I can see and feel that it is very hard for my mom. She is always talking about how she misses my dad so much. It is wonderful to see my parents who are still very much in love after all these years, but she has to remind herself, sometimes constantly that she went back to college in the first place to take help take the financial burden off my father that he has carried all these years. Along with that, my dad has recently been diagnosed with diabetes and although his job pays well, it does not offer any benefits. This I know weighs heavily on my mother. There have and continue to be issues with my 14 year old sister for my mom. She has self-esteem issues and she suffers from migraines. My mom has to take her to different doctors to counselors along with going to school full time and trying to be there for her daughter. I know my mother feels guilty, like somehow my sister's problems are all her fault and of she is responsible for them, because she is not free and around she used to be. I have had several long talks with my sister Samantha and I have tried to assure my mother that what my sister is going through is normal teenage growing pains, except for the migraines of course. I think my mother forgot what I was like at 14. The most problematic part for my mother is probably my two-year-old sister, Fiona. I have heard my mother, again say that she should quit school and wait until Fiona is older. She is definitely mom's last child and I do not think my mother wants to miss a moment of her growth. I can definitely understand why it is much easier to get your higher education when you are younger without having all of these issues to deal with.

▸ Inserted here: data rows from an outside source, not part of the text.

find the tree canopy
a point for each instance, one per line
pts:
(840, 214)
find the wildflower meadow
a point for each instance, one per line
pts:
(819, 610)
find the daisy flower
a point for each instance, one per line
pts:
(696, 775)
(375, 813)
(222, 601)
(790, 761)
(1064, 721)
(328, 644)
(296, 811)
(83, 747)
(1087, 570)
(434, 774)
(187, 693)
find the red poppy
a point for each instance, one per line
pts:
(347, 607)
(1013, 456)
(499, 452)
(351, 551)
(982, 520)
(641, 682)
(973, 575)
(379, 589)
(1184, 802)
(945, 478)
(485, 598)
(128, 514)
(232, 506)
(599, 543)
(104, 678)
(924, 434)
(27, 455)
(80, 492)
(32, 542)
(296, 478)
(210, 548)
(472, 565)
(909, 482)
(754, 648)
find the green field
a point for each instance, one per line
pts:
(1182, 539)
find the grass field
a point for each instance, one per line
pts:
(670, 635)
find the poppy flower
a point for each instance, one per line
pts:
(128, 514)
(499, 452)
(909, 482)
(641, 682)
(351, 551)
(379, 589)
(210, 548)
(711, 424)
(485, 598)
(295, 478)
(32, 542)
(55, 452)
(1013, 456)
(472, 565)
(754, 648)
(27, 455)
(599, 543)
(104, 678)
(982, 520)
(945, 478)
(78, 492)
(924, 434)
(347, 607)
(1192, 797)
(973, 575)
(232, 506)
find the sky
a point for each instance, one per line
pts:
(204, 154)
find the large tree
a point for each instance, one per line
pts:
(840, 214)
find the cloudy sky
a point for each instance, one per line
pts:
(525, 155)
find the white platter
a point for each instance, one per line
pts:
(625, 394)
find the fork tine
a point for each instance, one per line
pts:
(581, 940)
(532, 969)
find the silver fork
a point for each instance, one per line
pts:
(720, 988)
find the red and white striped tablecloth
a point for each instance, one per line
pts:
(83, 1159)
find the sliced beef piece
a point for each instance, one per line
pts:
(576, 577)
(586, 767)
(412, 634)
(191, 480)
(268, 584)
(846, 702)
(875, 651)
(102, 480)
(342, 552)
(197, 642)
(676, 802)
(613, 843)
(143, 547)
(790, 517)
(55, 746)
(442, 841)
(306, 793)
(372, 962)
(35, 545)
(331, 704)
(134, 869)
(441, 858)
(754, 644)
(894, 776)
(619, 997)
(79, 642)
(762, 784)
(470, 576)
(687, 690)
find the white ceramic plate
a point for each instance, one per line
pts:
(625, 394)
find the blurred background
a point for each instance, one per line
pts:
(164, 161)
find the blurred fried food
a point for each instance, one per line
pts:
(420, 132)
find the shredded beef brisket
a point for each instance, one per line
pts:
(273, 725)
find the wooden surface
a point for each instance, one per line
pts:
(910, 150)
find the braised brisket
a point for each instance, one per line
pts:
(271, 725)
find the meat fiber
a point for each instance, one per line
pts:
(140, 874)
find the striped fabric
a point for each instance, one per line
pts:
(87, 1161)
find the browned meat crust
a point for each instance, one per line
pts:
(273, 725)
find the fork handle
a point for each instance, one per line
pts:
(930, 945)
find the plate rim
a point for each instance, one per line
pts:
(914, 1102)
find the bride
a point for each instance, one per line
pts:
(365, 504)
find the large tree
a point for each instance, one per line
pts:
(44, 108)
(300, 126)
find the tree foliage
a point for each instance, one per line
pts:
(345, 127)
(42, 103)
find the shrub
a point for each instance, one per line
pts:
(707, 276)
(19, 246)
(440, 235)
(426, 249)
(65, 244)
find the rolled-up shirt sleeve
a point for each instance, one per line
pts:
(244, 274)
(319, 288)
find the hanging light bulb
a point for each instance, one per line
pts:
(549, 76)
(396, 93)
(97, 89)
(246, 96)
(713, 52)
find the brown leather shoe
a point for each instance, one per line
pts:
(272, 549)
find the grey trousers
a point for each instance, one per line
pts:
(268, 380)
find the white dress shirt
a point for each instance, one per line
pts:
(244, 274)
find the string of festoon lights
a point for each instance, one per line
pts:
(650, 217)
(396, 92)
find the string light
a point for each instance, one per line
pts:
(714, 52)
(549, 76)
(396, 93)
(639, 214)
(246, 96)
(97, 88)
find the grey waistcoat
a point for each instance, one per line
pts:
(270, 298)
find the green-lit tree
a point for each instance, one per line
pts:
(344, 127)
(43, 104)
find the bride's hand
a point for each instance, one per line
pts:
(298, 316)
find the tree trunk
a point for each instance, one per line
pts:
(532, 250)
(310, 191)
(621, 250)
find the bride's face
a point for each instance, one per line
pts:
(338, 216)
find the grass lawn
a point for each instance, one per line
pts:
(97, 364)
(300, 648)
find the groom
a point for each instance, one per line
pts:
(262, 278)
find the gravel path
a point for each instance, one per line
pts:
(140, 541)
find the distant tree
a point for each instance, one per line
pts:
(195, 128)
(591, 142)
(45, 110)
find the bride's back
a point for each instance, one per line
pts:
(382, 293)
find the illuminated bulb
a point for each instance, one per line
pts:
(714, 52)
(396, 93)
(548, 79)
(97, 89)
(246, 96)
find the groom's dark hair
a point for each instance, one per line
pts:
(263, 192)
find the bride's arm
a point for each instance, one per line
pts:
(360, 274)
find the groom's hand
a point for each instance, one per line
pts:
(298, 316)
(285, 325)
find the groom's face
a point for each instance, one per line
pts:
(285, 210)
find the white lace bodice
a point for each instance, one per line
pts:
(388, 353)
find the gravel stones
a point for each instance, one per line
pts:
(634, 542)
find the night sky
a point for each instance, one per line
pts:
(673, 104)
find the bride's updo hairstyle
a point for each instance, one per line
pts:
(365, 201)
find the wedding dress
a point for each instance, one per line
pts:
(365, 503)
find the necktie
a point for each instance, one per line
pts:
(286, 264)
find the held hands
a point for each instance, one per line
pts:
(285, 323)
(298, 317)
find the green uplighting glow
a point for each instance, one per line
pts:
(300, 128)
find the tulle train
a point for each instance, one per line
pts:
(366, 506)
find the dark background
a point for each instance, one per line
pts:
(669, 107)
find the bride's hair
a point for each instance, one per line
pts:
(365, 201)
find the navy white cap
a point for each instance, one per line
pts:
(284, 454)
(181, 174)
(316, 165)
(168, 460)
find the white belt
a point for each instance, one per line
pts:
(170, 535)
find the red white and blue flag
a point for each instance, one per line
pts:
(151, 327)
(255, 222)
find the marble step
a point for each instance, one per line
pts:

It is not easy to make a choice such as deciding to go to college when you are in your 40s. I can see my mom and how difficult it is for her to be in her 40s with a family and home to look after, with the added responsibility of going to college. I have tried to put myself in my mom's place and I do not know how she can pull it all off. I know it has been trying at times and she has talked about dropping out because she has felt so stressed out. Nevertheless, she persists and it makes me proud to see her still carrying on. She has her goal in her mind and she is very focused. She is doing really well in school as well. She has a lot to be proud of but I am so very glad that I made the choice that I have of getting my higher education now, and not when I the added responsibilities of mortgages, children, and all that goes along with life as we mature and grow up.